In the energy domain, we work at proposing models that could be used at runtime to improve self-consumption of renewable energies [46]. Self-consumption of renewable energies is defined as electricity that is produced from renewable energy sources, not injected to the distribution or transmission grid or instantaneously withdrawn from the grid and consumed by the owner of the power production unit or by associates directly contracted to the producer. Designing solutions in favor of self-consumption for small industries or city districts is challenging. It consists in designing an energy production system made of solar panels, wind turbines, batteries that fit the annual weather prediction and the industrial or human activity. In this context, this we highlight the essentials of a domain specific modeling language designed to let domain experts run their own simulations.

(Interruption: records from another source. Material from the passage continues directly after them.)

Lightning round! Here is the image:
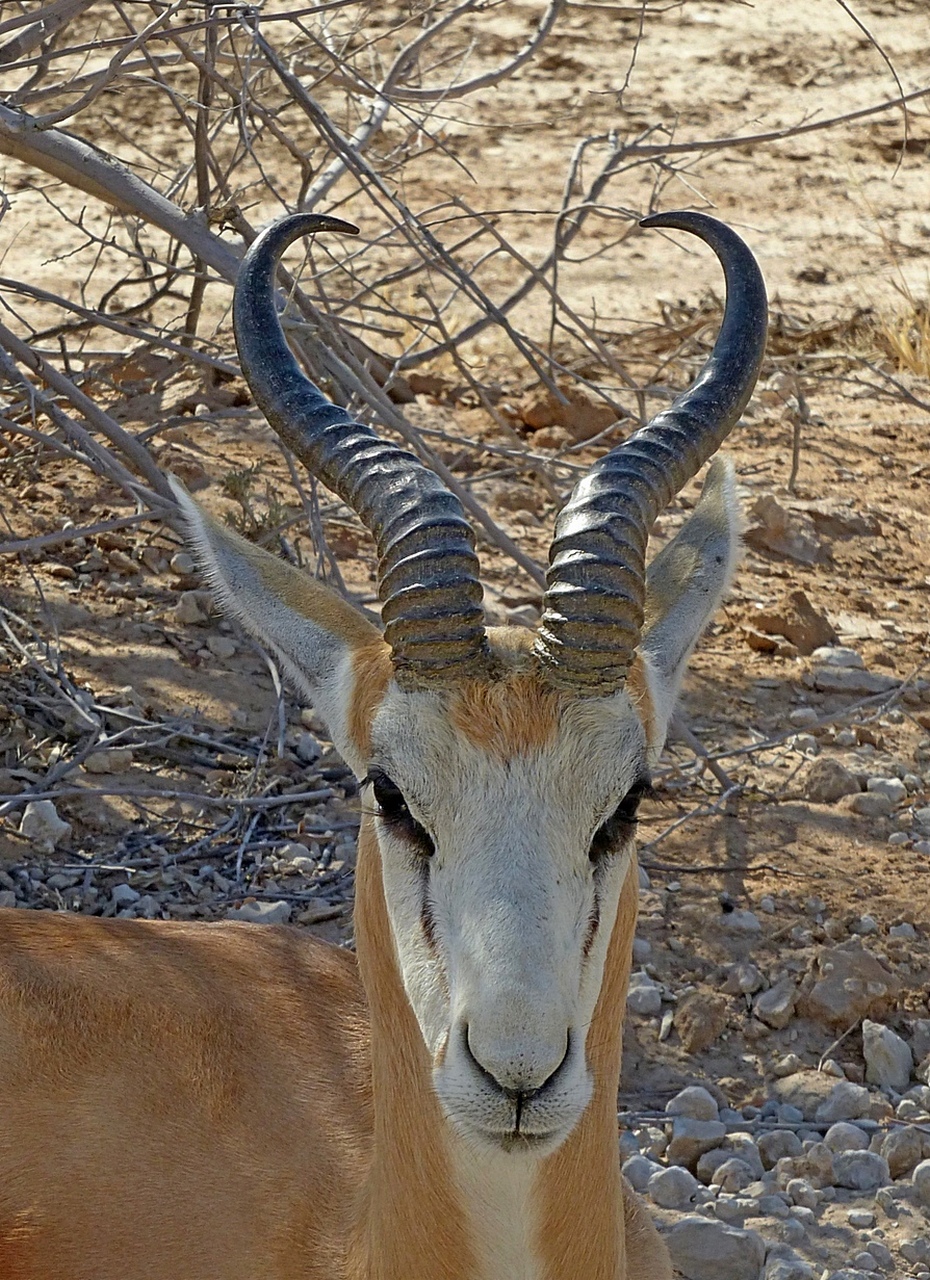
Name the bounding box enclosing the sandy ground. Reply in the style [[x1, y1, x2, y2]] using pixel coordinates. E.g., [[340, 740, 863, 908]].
[[0, 0, 930, 1269]]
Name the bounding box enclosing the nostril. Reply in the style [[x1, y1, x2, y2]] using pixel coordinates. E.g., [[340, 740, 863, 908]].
[[462, 1023, 572, 1101]]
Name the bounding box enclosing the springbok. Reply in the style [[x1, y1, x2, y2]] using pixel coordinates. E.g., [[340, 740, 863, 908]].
[[0, 204, 766, 1280]]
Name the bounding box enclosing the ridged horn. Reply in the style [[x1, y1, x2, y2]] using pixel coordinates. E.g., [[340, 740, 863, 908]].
[[535, 212, 768, 698], [233, 214, 489, 689]]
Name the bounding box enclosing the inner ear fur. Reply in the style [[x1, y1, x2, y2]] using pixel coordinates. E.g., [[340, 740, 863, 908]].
[[640, 457, 742, 742], [173, 483, 386, 764]]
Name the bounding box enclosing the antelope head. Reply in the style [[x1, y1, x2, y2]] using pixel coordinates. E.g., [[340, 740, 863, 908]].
[[177, 212, 766, 1155]]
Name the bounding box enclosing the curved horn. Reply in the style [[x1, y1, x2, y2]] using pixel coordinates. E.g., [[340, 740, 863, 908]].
[[535, 212, 768, 698], [233, 214, 487, 689]]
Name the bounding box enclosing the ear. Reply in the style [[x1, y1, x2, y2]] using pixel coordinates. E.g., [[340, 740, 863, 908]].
[[640, 458, 742, 753], [171, 480, 389, 772]]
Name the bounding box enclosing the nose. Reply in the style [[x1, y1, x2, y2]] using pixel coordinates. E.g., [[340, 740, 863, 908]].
[[462, 1023, 572, 1101]]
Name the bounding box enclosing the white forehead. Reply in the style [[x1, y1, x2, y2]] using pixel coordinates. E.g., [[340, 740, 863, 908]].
[[370, 684, 646, 835]]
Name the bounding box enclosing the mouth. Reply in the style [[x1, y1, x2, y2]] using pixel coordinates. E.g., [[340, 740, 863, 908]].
[[495, 1129, 563, 1155]]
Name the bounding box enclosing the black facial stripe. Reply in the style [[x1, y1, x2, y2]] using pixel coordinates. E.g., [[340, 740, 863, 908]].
[[365, 768, 435, 858], [588, 776, 652, 864]]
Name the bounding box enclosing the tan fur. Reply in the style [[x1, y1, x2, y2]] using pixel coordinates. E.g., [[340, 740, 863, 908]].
[[347, 636, 393, 756], [626, 653, 663, 750], [205, 508, 381, 648], [0, 910, 372, 1280], [540, 864, 672, 1280], [0, 472, 733, 1280], [449, 671, 560, 760], [347, 822, 480, 1280]]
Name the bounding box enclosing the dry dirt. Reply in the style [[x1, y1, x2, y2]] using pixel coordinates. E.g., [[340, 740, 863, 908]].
[[0, 0, 930, 1269]]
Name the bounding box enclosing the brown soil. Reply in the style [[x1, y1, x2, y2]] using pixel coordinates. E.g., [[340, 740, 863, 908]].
[[0, 0, 930, 1228]]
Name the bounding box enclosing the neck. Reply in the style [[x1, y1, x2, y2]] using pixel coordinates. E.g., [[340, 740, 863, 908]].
[[347, 823, 636, 1280]]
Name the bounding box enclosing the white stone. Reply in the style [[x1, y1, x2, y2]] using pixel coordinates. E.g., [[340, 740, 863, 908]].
[[833, 1151, 890, 1192], [169, 552, 197, 577], [665, 1216, 765, 1280], [849, 791, 894, 818], [174, 591, 210, 626], [627, 973, 661, 1018], [765, 1254, 815, 1280], [668, 1116, 727, 1169], [812, 666, 901, 695], [814, 1080, 871, 1124], [84, 746, 133, 773], [620, 1155, 661, 1192], [862, 1018, 913, 1093], [710, 1156, 756, 1194], [646, 1165, 701, 1210], [913, 1160, 930, 1208], [207, 635, 239, 662], [752, 978, 797, 1030], [723, 911, 762, 933], [226, 899, 290, 924], [665, 1084, 720, 1120], [811, 645, 865, 671], [866, 778, 907, 805], [19, 800, 72, 854], [824, 1120, 869, 1152], [110, 884, 141, 906], [888, 920, 917, 941], [788, 707, 820, 728], [756, 1129, 803, 1169]]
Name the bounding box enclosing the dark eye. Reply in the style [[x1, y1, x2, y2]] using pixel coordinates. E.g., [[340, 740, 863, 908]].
[[588, 778, 651, 864], [367, 771, 435, 858]]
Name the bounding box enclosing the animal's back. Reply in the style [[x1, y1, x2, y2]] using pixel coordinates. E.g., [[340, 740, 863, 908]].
[[0, 911, 371, 1280]]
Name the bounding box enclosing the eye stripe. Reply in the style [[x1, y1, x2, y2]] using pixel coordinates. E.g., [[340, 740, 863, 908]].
[[363, 769, 436, 858], [588, 777, 652, 865]]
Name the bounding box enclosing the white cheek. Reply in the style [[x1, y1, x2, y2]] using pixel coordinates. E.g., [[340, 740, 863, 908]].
[[379, 829, 449, 1059], [579, 841, 633, 1028]]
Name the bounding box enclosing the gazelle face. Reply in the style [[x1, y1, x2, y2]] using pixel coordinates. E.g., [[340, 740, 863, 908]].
[[365, 676, 647, 1155]]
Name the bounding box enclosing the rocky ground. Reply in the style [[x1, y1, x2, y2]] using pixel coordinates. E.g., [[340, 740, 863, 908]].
[[0, 0, 930, 1280]]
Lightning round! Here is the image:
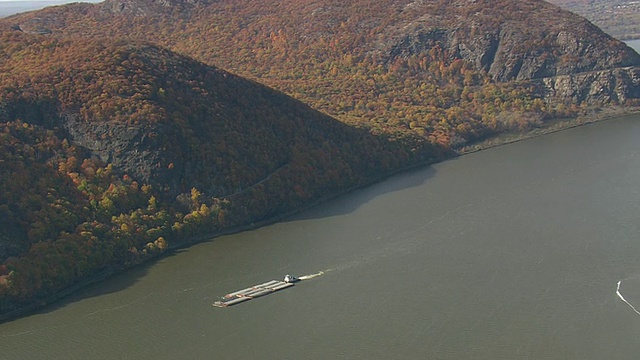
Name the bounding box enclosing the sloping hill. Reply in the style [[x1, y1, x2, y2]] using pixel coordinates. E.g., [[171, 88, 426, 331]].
[[5, 0, 640, 146], [549, 0, 640, 40], [0, 31, 417, 312], [0, 0, 640, 313]]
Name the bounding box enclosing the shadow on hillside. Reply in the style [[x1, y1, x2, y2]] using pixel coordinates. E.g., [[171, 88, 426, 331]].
[[16, 162, 436, 322]]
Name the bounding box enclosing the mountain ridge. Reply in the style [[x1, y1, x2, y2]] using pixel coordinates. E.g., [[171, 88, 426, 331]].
[[0, 0, 640, 320]]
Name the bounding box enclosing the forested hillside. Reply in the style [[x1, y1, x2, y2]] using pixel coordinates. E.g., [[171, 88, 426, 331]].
[[0, 0, 640, 313], [0, 31, 420, 312]]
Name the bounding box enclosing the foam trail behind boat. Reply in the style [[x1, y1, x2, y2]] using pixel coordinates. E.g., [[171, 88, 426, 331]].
[[616, 280, 640, 315], [298, 271, 324, 280]]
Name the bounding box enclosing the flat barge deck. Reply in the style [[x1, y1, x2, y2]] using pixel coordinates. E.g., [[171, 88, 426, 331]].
[[213, 280, 294, 307]]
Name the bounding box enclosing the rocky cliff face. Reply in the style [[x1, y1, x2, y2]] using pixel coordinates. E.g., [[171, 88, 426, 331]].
[[379, 0, 640, 82], [537, 67, 640, 104]]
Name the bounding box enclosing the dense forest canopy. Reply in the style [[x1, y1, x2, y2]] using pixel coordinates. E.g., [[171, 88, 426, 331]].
[[0, 0, 640, 313]]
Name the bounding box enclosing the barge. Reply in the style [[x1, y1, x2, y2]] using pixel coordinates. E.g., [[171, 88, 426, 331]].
[[212, 275, 299, 307]]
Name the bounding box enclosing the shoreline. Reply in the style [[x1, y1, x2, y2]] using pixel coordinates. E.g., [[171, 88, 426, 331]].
[[0, 106, 640, 324]]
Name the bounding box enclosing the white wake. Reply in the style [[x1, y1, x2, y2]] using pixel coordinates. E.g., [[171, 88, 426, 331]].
[[298, 271, 324, 280], [616, 280, 640, 315]]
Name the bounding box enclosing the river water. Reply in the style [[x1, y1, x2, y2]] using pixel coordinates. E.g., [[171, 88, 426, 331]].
[[0, 116, 640, 359]]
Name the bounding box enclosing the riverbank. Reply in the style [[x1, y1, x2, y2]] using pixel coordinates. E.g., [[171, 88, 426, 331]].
[[0, 107, 640, 323], [456, 106, 640, 155]]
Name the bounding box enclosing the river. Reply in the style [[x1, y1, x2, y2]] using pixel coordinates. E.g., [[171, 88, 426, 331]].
[[0, 116, 640, 359]]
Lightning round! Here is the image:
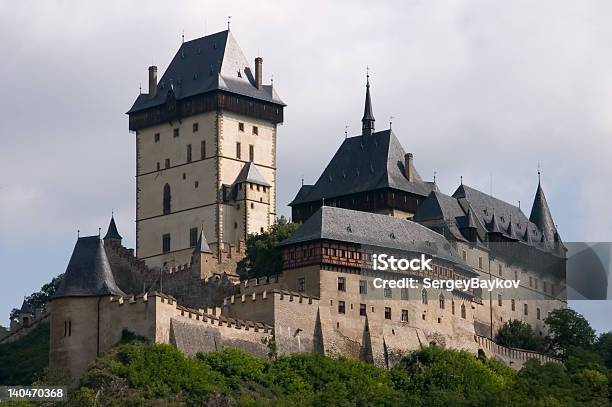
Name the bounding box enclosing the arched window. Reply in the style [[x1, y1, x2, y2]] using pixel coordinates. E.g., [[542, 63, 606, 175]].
[[421, 288, 427, 304], [163, 184, 172, 215]]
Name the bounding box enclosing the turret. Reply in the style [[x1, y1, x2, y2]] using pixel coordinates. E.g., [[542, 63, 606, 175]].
[[361, 74, 375, 137]]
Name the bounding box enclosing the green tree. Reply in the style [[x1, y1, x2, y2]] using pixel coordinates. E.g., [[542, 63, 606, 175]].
[[497, 319, 541, 350], [595, 332, 612, 369], [544, 308, 595, 358], [238, 216, 299, 278]]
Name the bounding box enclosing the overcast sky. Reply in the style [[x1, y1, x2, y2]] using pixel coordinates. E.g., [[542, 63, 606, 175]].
[[0, 0, 612, 330]]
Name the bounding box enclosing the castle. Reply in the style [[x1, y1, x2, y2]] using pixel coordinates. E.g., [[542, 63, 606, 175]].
[[0, 30, 566, 382]]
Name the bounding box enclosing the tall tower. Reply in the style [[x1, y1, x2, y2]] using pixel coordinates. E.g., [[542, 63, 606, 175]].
[[127, 30, 285, 267]]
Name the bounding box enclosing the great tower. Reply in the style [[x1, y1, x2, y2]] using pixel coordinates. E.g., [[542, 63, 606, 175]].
[[127, 30, 285, 267]]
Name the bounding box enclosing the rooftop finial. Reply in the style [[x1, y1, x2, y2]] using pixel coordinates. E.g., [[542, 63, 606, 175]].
[[361, 67, 375, 136]]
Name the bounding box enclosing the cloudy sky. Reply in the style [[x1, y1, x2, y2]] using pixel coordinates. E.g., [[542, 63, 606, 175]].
[[0, 0, 612, 330]]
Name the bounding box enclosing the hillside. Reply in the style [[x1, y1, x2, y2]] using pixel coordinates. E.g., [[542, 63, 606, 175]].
[[56, 342, 612, 406]]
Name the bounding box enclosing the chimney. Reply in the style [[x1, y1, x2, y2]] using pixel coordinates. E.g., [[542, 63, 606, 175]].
[[255, 57, 263, 89], [404, 153, 414, 182], [149, 65, 157, 99]]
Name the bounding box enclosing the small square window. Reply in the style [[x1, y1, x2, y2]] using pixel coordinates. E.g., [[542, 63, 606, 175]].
[[162, 233, 170, 253], [338, 277, 346, 291]]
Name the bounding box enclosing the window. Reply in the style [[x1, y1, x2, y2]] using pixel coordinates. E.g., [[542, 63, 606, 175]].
[[162, 233, 170, 253], [384, 287, 393, 298], [338, 277, 346, 291], [163, 184, 172, 215], [189, 228, 198, 247]]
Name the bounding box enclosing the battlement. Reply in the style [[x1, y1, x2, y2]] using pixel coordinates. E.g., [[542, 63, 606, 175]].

A Temporal Model for Interactive Diagnosis of Adaptive Systems

The evolving complexity of adaptive systems impairs our ability to deliver anomaly-free solutions. Fixing these systems require a deep understanding on the reasons behind decisions which led to faulty or suboptimal system states. Developers thus need diagnosis support that trace system states to the previous circumstances targeted requirements, input context that had resulted in these decisions. However, the lack of efficient temporal representation limits the tracing ability of current approaches. To tackle this problem, we describe a novel temporal data model to represent, store and query decisions as well as their relationship with the knowledge (context, requirements, and actions) [38]. We validate our approach through a use case based-on the smart grid at Luxembourg.

Based on this work, we also enable a models@runtime approach in which we integrate the time required for a reconfiguration action to achieve the expected impact [39]. Indeed in most of the MAPE-K loop system, unfinished actions as well as their expected effects over time are not taken into consideration in MAPE-K loop processes, leading upcoming analysis phases potentially take sub-optimal actions. In this work, we propose an extended context model for MAPE-K loop that integrates the history of planned actions as well as their expected effects over time into the context representations. This information can then be used during the upcoming analysis and planning phases to compare measured and expected context metrics. We demonstrate on a cloud elasticity manager case study that such temporal action-aware context leads to improved reasoners while still be highly scalable.

Detection and analysis of behavioral T-patterns in debugging activities

A growing body of research in empirical software engineering applies recurrent patterns analysis in order to make sense of the developers’ behavior during their interactions with IDEs. However, the exploration of hidden real-time structures of programming behavior remains a challenging task. In this work [40], we investigate the presence of temporal behavioral patterns (T-patterns) in debugging activities using the THEME software. Our preliminary exploratory results show that debugging activities are strongly correlated with code editing, file handling, window interactions and other general types of programming activities. The validation of our T-patterns detection approach demonstrates that debugging activities are performed on the basis of repetitive and well-organized behavioral events. Furthermore, we identify a large set of T-patterns that associate debugging activities with build success, which corroborates the positive impact of debugging practices on software development.